Todas siguen en cierto modo la estela de la lenguaraz Courtney Barnett, referente absoluto en cuanto a desparpajo lírico y proyección de una femineidad que esquiva estereotipos y se aleja consciente e intencionadamente de los clichés del amor romántico y los roles pasivos que hasta ahora predominaban, incluso en ámbitos indies. La combinación desprejuiciada de referentes muy comerciales (incluso abiertamente mainstream) con algunos emblemas de aquella independencia es otro de los factores que explican por qué ahora mismo son un algo más que soplo de aire fresco. El relevo a Kim Deal, Tanya Donelly, Hope Sandoval, Kristin Hersh o Liz Phair está más que garantizado. Y sin limitarse a la copia a carboncillo.

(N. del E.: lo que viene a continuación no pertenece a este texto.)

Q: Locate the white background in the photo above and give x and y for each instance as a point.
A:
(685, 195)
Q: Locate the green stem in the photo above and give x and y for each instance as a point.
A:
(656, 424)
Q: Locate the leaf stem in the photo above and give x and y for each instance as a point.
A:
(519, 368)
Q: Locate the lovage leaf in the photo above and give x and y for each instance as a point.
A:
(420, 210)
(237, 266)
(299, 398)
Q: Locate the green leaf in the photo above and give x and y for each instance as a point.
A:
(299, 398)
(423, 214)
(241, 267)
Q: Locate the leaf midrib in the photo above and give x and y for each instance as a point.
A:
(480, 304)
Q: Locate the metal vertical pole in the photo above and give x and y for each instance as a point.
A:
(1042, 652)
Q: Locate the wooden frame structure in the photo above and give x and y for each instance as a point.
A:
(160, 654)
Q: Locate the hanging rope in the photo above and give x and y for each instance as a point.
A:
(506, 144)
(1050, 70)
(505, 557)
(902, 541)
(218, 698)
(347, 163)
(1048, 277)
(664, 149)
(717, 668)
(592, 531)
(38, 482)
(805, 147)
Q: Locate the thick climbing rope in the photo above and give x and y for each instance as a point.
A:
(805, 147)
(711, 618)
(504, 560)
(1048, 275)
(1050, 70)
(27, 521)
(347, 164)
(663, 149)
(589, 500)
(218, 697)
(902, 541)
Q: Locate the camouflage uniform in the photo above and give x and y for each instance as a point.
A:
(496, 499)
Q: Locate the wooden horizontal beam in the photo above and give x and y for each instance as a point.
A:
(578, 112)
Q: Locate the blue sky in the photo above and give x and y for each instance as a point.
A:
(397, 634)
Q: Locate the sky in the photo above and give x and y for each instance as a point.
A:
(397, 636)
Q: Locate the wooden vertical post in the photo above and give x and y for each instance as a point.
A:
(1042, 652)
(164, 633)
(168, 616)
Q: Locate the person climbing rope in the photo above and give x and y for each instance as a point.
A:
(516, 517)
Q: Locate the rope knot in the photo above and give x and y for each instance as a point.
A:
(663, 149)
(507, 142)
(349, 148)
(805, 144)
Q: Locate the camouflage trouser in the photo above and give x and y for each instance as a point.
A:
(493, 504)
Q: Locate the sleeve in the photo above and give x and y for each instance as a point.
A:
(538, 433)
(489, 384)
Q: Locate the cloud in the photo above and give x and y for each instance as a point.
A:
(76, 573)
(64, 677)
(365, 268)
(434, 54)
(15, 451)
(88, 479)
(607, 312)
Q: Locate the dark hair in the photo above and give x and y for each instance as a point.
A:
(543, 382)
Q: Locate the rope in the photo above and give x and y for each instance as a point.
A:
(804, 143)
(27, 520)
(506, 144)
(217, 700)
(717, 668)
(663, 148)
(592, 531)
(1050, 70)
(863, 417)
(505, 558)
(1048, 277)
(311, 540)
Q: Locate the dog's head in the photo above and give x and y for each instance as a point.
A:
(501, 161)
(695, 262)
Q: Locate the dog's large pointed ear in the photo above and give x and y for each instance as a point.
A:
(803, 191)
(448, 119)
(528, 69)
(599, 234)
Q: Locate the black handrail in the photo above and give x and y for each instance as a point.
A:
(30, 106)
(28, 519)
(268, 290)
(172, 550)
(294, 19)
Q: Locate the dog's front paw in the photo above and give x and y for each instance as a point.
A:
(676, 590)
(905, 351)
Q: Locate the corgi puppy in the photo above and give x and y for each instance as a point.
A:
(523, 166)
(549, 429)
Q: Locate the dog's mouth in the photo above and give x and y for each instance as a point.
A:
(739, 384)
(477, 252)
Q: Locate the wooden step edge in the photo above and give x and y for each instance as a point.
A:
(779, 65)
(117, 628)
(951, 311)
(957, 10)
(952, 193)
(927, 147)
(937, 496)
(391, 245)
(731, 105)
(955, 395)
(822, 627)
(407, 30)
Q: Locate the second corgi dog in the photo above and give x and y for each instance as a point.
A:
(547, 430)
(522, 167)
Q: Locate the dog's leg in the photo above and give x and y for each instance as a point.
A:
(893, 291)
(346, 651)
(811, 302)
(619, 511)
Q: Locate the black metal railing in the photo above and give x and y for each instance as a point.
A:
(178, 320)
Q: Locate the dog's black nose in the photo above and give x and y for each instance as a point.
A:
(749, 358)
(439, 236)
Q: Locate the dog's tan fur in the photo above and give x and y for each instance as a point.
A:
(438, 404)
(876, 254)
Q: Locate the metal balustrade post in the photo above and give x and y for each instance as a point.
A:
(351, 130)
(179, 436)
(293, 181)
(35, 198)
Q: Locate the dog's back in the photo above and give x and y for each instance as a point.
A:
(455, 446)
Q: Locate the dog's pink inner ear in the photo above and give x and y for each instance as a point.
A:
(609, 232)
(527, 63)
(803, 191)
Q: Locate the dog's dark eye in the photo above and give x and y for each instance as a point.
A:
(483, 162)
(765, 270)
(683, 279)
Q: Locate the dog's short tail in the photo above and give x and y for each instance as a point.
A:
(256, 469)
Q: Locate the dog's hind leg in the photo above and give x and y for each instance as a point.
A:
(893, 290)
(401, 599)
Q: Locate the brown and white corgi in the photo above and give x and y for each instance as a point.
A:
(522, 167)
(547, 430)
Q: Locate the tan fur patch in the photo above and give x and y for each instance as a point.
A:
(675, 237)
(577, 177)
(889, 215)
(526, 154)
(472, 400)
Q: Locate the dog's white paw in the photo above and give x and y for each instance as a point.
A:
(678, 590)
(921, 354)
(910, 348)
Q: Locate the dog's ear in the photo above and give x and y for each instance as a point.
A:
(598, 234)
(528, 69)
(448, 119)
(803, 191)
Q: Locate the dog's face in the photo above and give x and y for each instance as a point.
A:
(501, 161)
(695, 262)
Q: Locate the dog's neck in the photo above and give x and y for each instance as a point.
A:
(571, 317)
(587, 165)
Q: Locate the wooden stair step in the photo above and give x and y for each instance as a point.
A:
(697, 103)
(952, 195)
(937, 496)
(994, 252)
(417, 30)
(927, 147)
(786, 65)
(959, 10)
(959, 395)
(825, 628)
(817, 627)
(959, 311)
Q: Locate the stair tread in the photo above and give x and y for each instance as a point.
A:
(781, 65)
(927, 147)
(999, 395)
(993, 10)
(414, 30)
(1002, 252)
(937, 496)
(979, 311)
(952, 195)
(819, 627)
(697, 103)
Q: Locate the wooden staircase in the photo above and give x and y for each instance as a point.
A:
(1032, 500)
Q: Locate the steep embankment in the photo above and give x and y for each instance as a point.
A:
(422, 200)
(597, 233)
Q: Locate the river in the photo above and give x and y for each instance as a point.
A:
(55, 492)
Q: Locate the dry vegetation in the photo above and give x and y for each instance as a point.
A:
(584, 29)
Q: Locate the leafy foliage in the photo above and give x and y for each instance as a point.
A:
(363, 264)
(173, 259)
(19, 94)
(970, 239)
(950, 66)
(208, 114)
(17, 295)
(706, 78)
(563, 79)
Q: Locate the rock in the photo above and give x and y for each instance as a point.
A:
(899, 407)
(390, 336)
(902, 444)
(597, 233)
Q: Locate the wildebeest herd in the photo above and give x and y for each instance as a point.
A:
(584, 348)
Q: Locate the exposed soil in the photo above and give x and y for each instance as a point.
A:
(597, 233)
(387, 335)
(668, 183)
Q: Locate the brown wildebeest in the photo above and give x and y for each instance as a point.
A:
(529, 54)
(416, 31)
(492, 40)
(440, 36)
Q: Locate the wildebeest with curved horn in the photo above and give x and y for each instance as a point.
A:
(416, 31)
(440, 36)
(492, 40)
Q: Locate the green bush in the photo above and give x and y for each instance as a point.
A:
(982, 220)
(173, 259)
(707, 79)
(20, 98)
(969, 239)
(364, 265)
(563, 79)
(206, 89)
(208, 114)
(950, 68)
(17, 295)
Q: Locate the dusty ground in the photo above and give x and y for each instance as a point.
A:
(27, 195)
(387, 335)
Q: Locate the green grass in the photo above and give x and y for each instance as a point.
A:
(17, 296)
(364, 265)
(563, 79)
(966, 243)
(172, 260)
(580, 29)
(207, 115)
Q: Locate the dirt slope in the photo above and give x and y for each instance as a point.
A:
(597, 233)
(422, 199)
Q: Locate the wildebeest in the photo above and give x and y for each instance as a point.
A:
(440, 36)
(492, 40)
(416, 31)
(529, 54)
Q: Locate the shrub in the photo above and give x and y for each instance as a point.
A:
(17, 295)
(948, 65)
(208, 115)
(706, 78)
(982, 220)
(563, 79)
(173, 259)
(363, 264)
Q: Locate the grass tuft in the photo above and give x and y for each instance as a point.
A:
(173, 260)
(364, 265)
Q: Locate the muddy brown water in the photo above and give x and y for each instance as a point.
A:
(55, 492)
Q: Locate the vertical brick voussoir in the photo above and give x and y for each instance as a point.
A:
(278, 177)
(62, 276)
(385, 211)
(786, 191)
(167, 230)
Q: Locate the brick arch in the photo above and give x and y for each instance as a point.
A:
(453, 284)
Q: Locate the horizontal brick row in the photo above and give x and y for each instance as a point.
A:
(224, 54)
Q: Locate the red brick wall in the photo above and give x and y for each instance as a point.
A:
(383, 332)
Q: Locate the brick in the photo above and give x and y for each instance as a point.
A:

El caso de Caroline Rose es paradigmático: comenzó con Joni Mitchell o Bob Dylan como referentes, pero su fantástico segundo álbum (Loner, 2018) es una colección de irresistibles golosinas pop que se sostienen sobre ritmos desvencijados y bases electrónicas de desguace, regadas por un irresistible sentido del humor —apuntalado por una estética muy de las pelis de Harmony Korine— que no hace sangre de sus desencuentros sentimentales: más bien al contrario, extrae jocoso combustible. Una joven neoyorquina que holla el punto de encuentro en el que podrían citarse Le Tigre y Kate Bush, nada menos. El jueves 19 de julio en Benicàssim fue su primera visita a nuestro país y nos puso sobre la pista de toda una estrella en ciernes.
19 primaveras contemplan por su parte a Snail Mail, el nombre artístico de Lindsay Jordan, joven de Baltimore tan fascinada por Liz Phair o Mary Timony (Helium) como por Gillian Welch, quien exorciza sus fantasmas de post adolescencia en discos tan fascinantes como el publicado este año Lush (Matador, 2018), su segundo álbum. Luces y sombras en clave acústica, sentidas letanías de vez en cuando rasgadas por incandescentes destellos de luz, realmente adictivos, que comparten algunas claves con el también extraordinario estreno de Soccer Mommy, alias de Sophie Allison, una chica de Nashville también con la mayoría de edad recién estrenada, y que en Clean (Fat Possum, 2018) borda con magnética brillantez una fórmula que también se explica por sus influencias confesas: de nuevo Liz Phair, pero también, ojo, Taylor Swift y hasta Avril Lavigne.
Esa forma de envolver caramelos de procedencia indie de forma más accesible, e incluso satinada, de algunas de sus valedoras y sin dejarse el hechizo hecho jirones por el camino, es una de sus señas de identidad: que se lo digan a Jay Som, el nombre bajo el que se esconde la californiana Melina Duterte (de ascendencia filipina), quien siempre ha hecho gala de tener a Carly Rae Jepsen en su devocionario sin que su sonido dream pop pierda ni una sola de sus propiedades. Todos aquellos asistentes al último Primavera Sound que sacrificaron parte del atestado concierto de Franz Ferdinand para dispensarle a ella unos minutos en otro escenario, podrán dar fe de ello. Su segundo álbum, Everybody Works (Polyvinyl Records, 2017), salió hace algo más de un año, pero ha comenzado a resonar con fuerza en Europa ahora.
Como la virginiana Lucy Dacus, desde un prisma más folk pero también más elaborado, se postula como una de las más brillantes continuadoras (no pierdan el ojo al reciente Historian, su segundo largo) de una saga que en los últimos tiempos, siguiendo la brecha abierta por portentos como Angel Olsen, están capitalizando: Julien Baker, Madeline Kenney, Julie Byrne o Waxahatchee, el proyecto de Katie Crutchfield.
El peso específico adquirido por todas ellas en los últimos meses es tan notorio que ahora mismo cuesta imaginar otro indie rock yanqui, en pleno 2018, que no pase por sus manos.